Would anyone be willing to share there kitchen layouts? A picture would be very helpful. Thanks
That’s not bad at all. Does that one have a lift on it to tilt the dough out of the bowl? We have a Sinmag 60 that can do 100lb max batches cant image doing larger batches, I’d guess you would be able do do ~150lbs of flour
thanks for the heads up…honestly did not think of it but we do have the worktop cooler next to our 8’x30" table for overflow. My guy has been doing it for 15yrs and has a rounder so he bangs through it pretty quick.
dont wait…start looking on ebay now for a used one…bought mine approx 15yrs ago and one of the best ROI purchases I have made.

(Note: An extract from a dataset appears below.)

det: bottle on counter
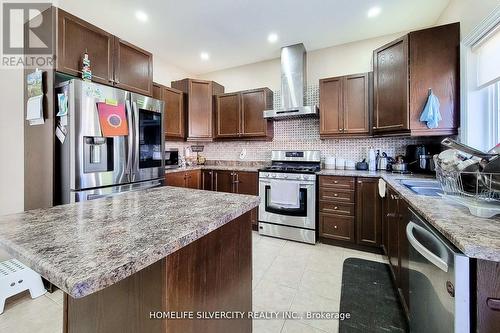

Always shows up and never complains!
AM Mfg R-900 RoundOMatic Dough Rounder. Minimal cleanup. I think you are confusing it with the scaler/rounder which is a pain to breakdown. Its a no brainer for a high volume shop
We were looking at one of these but the electrical requirements threw us off for a bit. Is your single 120V outlet or did you have to upgrade your electrical?
Hi famous perry. What’s the measurements for your new space. Width x depth? I’m looking for floor plan ideas for a new space. It’s a new building 60ft deep x 200 wide. Currently We are only basically a 1300 sq ft delco unit with some seating in the lobby and we are out of room to grow. Need something like your showing a drawing of.